I'm not a member of the AMA. I think they are full of crap and too much interested in the economic situation of physicians. That said, the AMA does publish some very good stuff too and they sometimes get it right like the stand on Ryan/Trump/Republicare. And, there is no "altar" of the AMA, even members of AMA disagree with them on many issues. The AMA has relatively little influence on pharma or academic medicine which is what drives most new therapies. Think of the AMA as a doctor's union but there is no requirement that physicians join. I don't know the numbers but a substantial percentage of practicing physicians and probably the majority of physicians in teaching hospitals don't belong.

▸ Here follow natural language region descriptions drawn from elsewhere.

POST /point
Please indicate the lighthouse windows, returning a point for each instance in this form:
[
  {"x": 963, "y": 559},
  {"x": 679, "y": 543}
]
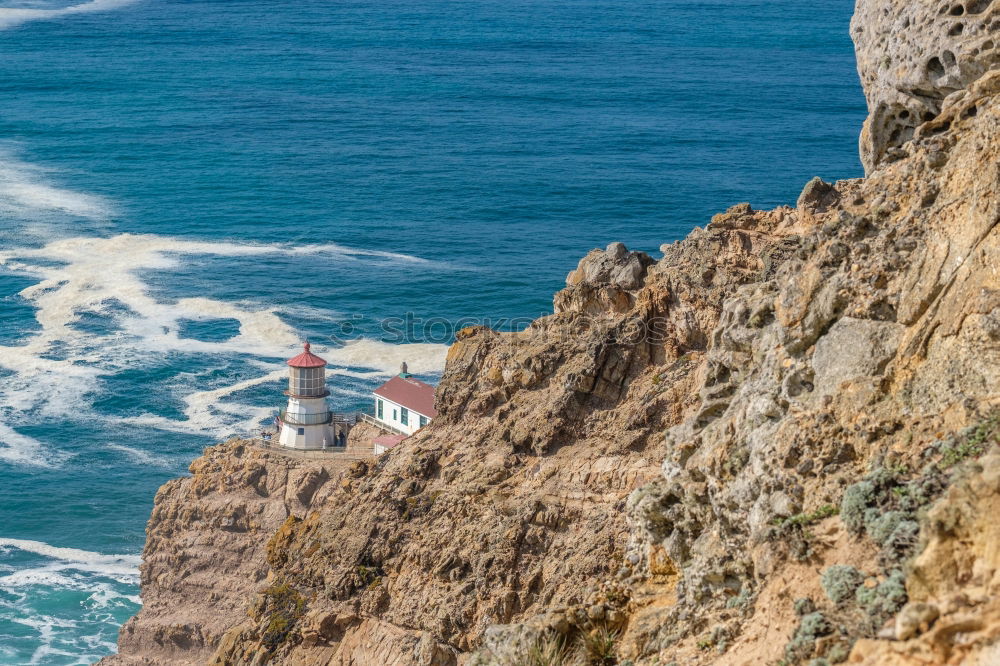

Your own attitude is biased and perhaps you have a personal history that justifies hatred of the medical establishment but you should at least understand that the opinions you expouse here are pretty naive and fail to see both sides of the big picture. We've come a long way baby since the days of simple GPs operating solo and basing their therapies on tradition rather than science. We still have quite a ways to go but the situation is hardly as dreadful as you seem to think.